Pemkab Sintang Bentuk Tim Pengawas Penggunaan Bahasa Indonesia di Seluruh Instansi Pemerintah Daerah

Penulis: Tedy Rustandi  •  Jumat, 05 Juni 2026 | 18:26:00 WIB
Tim pengawas Pemkab Sintang siap memantau penggunaan Bahasa Indonesia di seluruh instansi pemerintah daerah.

SINTANGPemkab Sintang segera merealisasikan pembentukan tim pengawas yang fokus pada penggunaan Bahasa Indonesia di seluruh perangkat daerah.

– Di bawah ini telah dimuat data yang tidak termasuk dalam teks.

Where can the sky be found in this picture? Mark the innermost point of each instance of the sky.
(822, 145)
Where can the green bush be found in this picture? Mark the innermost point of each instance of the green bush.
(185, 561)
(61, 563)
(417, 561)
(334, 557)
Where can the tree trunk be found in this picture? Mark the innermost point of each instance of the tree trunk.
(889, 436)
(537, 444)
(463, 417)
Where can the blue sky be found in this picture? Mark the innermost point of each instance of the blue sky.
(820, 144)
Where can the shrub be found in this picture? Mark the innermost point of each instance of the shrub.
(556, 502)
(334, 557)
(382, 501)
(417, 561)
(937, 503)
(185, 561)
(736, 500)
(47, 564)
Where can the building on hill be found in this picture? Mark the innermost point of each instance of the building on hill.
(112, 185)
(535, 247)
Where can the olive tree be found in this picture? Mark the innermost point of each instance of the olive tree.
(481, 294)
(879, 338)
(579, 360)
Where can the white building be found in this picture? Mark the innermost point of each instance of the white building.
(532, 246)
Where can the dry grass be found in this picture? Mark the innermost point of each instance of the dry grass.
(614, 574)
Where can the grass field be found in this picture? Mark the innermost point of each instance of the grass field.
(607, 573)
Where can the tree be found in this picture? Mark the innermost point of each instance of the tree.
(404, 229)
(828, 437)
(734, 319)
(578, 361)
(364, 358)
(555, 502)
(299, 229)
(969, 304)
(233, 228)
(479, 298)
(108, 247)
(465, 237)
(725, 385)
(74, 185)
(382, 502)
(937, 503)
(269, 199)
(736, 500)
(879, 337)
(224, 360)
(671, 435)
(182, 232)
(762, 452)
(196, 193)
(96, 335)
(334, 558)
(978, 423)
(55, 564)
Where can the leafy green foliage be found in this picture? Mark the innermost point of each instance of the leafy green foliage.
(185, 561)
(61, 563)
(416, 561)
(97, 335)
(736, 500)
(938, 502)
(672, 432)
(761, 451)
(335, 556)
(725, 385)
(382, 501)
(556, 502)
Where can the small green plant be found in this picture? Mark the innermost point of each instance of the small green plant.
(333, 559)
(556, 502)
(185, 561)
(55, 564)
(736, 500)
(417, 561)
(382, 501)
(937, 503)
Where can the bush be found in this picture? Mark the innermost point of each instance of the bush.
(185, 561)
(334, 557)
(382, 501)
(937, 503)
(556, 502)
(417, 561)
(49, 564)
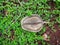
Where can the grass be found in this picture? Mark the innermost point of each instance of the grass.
(11, 13)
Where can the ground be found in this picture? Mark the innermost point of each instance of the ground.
(11, 13)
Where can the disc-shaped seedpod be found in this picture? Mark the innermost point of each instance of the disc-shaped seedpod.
(33, 23)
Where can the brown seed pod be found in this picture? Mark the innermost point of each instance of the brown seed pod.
(33, 23)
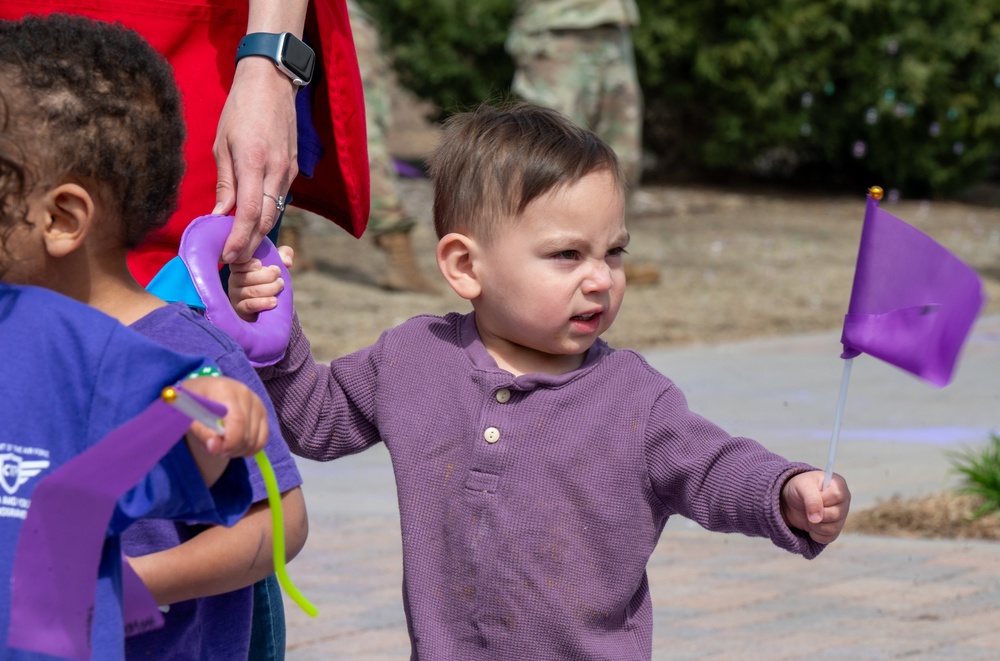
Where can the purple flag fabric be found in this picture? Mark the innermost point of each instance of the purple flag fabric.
(54, 580)
(913, 302)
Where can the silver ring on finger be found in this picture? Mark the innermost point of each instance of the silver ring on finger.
(279, 201)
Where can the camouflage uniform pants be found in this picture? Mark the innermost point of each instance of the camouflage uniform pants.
(588, 75)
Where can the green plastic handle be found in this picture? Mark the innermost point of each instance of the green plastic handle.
(278, 534)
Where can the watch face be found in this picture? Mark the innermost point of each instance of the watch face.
(298, 58)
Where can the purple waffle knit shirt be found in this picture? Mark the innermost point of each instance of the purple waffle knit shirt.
(529, 505)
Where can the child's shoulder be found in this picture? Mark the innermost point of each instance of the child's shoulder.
(429, 324)
(182, 329)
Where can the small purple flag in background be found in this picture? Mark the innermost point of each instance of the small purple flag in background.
(913, 302)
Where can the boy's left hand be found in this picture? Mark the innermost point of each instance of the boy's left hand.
(820, 513)
(245, 423)
(253, 288)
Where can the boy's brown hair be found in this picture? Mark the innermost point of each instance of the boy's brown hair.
(493, 162)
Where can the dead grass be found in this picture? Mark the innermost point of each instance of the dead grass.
(944, 515)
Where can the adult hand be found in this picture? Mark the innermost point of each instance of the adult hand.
(256, 153)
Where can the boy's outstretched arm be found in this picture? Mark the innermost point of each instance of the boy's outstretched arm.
(245, 425)
(221, 559)
(821, 513)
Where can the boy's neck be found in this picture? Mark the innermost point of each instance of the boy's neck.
(103, 281)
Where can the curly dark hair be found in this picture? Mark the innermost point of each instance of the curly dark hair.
(94, 102)
(13, 183)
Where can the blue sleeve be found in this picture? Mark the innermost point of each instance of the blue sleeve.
(133, 373)
(174, 490)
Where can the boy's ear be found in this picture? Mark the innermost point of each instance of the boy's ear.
(456, 255)
(69, 217)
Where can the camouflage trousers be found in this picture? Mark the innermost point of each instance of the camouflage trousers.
(589, 76)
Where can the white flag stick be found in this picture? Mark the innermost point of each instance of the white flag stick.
(844, 380)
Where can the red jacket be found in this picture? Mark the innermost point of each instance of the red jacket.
(199, 39)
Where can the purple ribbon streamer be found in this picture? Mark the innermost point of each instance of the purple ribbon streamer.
(54, 580)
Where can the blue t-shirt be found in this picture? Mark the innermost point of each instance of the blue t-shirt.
(217, 627)
(71, 376)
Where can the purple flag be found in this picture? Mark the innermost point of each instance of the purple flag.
(913, 302)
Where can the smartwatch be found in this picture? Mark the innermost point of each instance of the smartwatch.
(292, 57)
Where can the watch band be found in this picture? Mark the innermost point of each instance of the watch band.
(289, 53)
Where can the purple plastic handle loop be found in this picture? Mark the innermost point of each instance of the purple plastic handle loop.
(263, 340)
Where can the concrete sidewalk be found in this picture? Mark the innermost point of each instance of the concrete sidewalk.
(725, 596)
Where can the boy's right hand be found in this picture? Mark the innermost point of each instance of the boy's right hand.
(253, 288)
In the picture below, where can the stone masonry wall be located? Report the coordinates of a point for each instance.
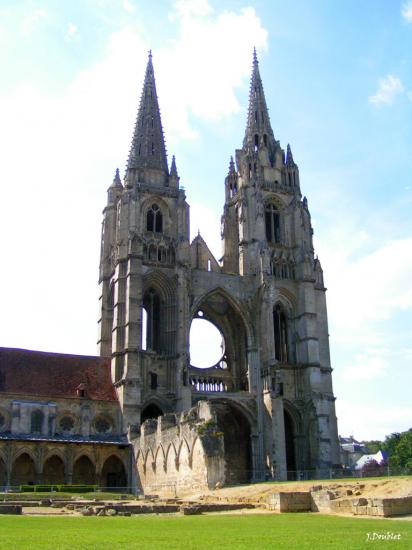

Tim ini nantinya akan bertugas memantau dan mengevaluasi penerapan bahasa negara dalam setiap produk hukum, surat menyurat, hingga spanduk dan media informasi publik yang dikeluarkan oleh instansi pemerintah.

Apa Saja yang Akan Diawasi oleh Tim Bahasa?

Tim pengawas ini tidak hanya menyoroti kesalahan ejaan atau tata bahasa dalam dokumen resmi. Lebih dari itu, tim juga akan memastikan penggunaan diksi yang tepat, istilah asing yang sudah memiliki padanan dalam Bahasa Indonesia, serta konsistensi penggunaan bahasa di seluruh publikasi dan komunikasi kedinasan.

Langkah ini merupakan implementasi dari Peraturan Menteri Dalam Negeri dan Undang-Undang Nomor 24 Tahun 2009 tentang Bendera, Bahasa, dan Lambang Negara, serta Lagu Kebangsaan. Pemkab Sintang berkomitmen untuk menjadi garda terdepan dalam menjaga martabat Bahasa Indonesia di ruang publik pemerintahan.

Mengapa Pemkab Sintang Perlu Membentuk Tim Khusus?

Selama ini, masih ditemukan beberapa dokumen dan surat dinas di lingkungan Pemkab Sintang yang belum sepenuhnya sesuai dengan Pedoman Umum Ejaan Bahasa Indonesia (PUEBI). Temuan ini mendorong pemerintah daerah untuk mengambil langkah konkret dengan membentuk tim pengawas yang memiliki otoritas untuk memberikan koreksi dan rekomendasi perbaikan.

Dengan adanya tim ini, diharapkan tidak ada lagi kesalahan administratif yang berkaitan dengan kebahasaan yang dapat mengurangi kredibilitas dokumen resmi negara. Tim pengawas ini juga akan bersinergi dengan Badan Bahasa Kemendikbudristek untuk mendapatkan pembinaan dan standar acuan yang tepat.

Dampak bagi ASN dan Pelayanan Publik di Sintang

Pembentukan tim ini memberikan konsekuensi langsung bagi Aparatur Sipil Negara (ASN) di lingkup Pemkab Sintang. Setiap pegawai negeri dituntut untuk lebih cermat dalam menulis dan menyusun surat dinas, laporan, serta pengumuman resmi. Jika ditemukan pelanggaran berulang, tim pengawas dapat memberikan rekomendasi pembinaan atau teguran tertulis kepada instansi terkait.

Bagi masyarakat, kebijakan ini berdampak positif pada kualitas pelayanan publik. Informasi yang disampaikan pemerintah, mulai dari pengumuman di papan informasi hingga surat keputusan, akan lebih mudah dipahami dan tidak menimbulkan multi-tafsir akibat kesalahan bahasa. Pemkab Sintang menargetkan tim ini dapat mulai bekerja efektif dalam waktu dekat setelah Surat Keputusan (SK) pembentukan resmi ditandatangani oleh Bupati.

Reporter: Tedy Rustandi
Sumber: pontianakpost.jawapos.com This article was automatically rewritten by AI based on the source above without altering the facts of the original article.